How AI Will Transform Digital Engineering Without Sacrificing Security

One of the most significant changes that humanity is going to face over the next few decades is the rise of automation in the working world. It’s something that has already started in a number of industries and is slowly taking over.

When you think about automation, it does seem like something out of a science fiction story. And if you go back to the 20th Century, that’s essentially what it was. Machines of human invention reaching a level of advancement to where they can basically do our jobs for us.

It’s the kind of thing that Isaac Asimov wrote about back as early as 1950. It’s not that unrealistic though, and when you see how far we have come with digital transformation even just in the last few decades, automation is just the next logical step.

Every industry has been impacted in some way by digital transformation, and while the change has been difficult for a lot of people, the overall result has been quite positive.

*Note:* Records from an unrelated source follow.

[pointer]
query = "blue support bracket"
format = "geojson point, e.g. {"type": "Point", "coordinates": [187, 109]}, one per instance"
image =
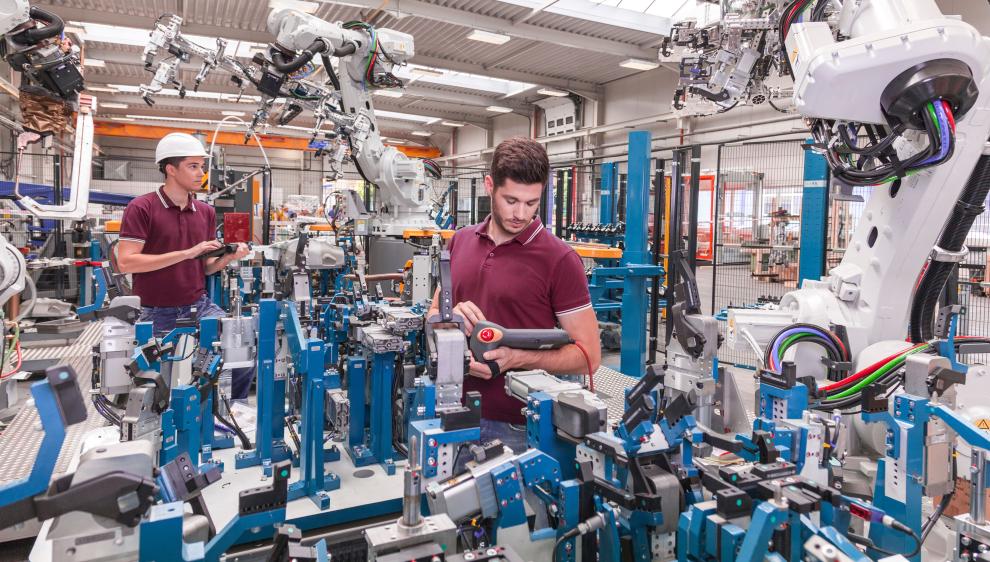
{"type": "Point", "coordinates": [186, 420]}
{"type": "Point", "coordinates": [269, 448]}
{"type": "Point", "coordinates": [901, 499]}
{"type": "Point", "coordinates": [161, 533]}
{"type": "Point", "coordinates": [542, 435]}
{"type": "Point", "coordinates": [432, 438]}
{"type": "Point", "coordinates": [53, 423]}
{"type": "Point", "coordinates": [508, 495]}
{"type": "Point", "coordinates": [814, 216]}
{"type": "Point", "coordinates": [308, 356]}
{"type": "Point", "coordinates": [766, 518]}
{"type": "Point", "coordinates": [635, 301]}
{"type": "Point", "coordinates": [375, 444]}
{"type": "Point", "coordinates": [100, 282]}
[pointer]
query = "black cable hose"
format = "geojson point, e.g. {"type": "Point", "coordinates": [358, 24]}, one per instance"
{"type": "Point", "coordinates": [245, 442]}
{"type": "Point", "coordinates": [289, 66]}
{"type": "Point", "coordinates": [54, 26]}
{"type": "Point", "coordinates": [968, 207]}
{"type": "Point", "coordinates": [330, 72]}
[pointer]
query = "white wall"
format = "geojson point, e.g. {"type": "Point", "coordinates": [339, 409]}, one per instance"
{"type": "Point", "coordinates": [508, 126]}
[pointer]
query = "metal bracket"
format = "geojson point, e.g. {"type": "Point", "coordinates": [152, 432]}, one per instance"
{"type": "Point", "coordinates": [942, 255]}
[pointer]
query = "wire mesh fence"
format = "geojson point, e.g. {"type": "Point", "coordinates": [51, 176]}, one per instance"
{"type": "Point", "coordinates": [757, 228]}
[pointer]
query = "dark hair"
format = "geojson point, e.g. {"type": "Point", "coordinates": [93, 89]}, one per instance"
{"type": "Point", "coordinates": [521, 160]}
{"type": "Point", "coordinates": [174, 160]}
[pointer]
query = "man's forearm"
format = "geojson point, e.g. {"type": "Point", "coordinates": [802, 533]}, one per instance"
{"type": "Point", "coordinates": [567, 360]}
{"type": "Point", "coordinates": [145, 263]}
{"type": "Point", "coordinates": [214, 265]}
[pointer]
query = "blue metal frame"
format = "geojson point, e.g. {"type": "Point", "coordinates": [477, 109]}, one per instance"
{"type": "Point", "coordinates": [51, 445]}
{"type": "Point", "coordinates": [161, 535]}
{"type": "Point", "coordinates": [270, 444]}
{"type": "Point", "coordinates": [606, 211]}
{"type": "Point", "coordinates": [308, 356]}
{"type": "Point", "coordinates": [375, 446]}
{"type": "Point", "coordinates": [814, 215]}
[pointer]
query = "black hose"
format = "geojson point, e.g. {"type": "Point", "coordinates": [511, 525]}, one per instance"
{"type": "Point", "coordinates": [245, 442]}
{"type": "Point", "coordinates": [288, 66]}
{"type": "Point", "coordinates": [54, 27]}
{"type": "Point", "coordinates": [330, 72]}
{"type": "Point", "coordinates": [348, 49]}
{"type": "Point", "coordinates": [968, 207]}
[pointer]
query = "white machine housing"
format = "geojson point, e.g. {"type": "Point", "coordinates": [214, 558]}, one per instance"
{"type": "Point", "coordinates": [870, 291]}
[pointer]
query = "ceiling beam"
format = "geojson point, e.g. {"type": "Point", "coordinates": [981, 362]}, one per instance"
{"type": "Point", "coordinates": [435, 12]}
{"type": "Point", "coordinates": [155, 132]}
{"type": "Point", "coordinates": [106, 17]}
{"type": "Point", "coordinates": [589, 90]}
{"type": "Point", "coordinates": [173, 104]}
{"type": "Point", "coordinates": [128, 20]}
{"type": "Point", "coordinates": [419, 88]}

The digitization most industries have undergone has made things easier, more efficient and allowed for greater acquisition and storage of data as well as greater transparency.

Those who don’t make the transition are being left behind, and so it’s important for them to be informed on the benefits of the transformation and encouraged to take their businesses in that new direction.

Even in areas like engineering, which have been around for so long and have always been very practical and relied heavily on manpower, are being impacted by digital transformation because of how much data the work generates. 

And when AI and automation become even more advanced and more widespread, engineering is likely to be affected by that too. In both the planning stage of a project and the actual construction, as intelligent machinery will be designed to do a lot of the heavy lifting.

So again, a difficult transition for some which is beneficial in the majority of cases, but one big concern that people have is security. Storing every piece of data in a digital format and handing the reins over to machinery seems a little risky in terms of keeping important information safe.

Let’s take a look at how AI can alter digital engineering without sacrificing security:

AI in Digital Engineering

To get more specific, digital engineering is one sector of the overall industry that focuses heavily on utilizing a digital skillset to create, capture and integrate data for usage in much larger projects.

A digital engineer’s work will usually result in 3D models of upcoming or proposed construction projects as well as simulations of how a new system will work once it’s been constructed and put into effect.

It’s important for these engineers to have a certain number of skills, ranging from things like coding to data analysis to digital communication and a number of other things to do with understanding and using advanced technology.

It’s also important that they have enough of more practical engineering education to be able to understand how the models and simulations that they are developing will be able to work once they’ve been developed physically.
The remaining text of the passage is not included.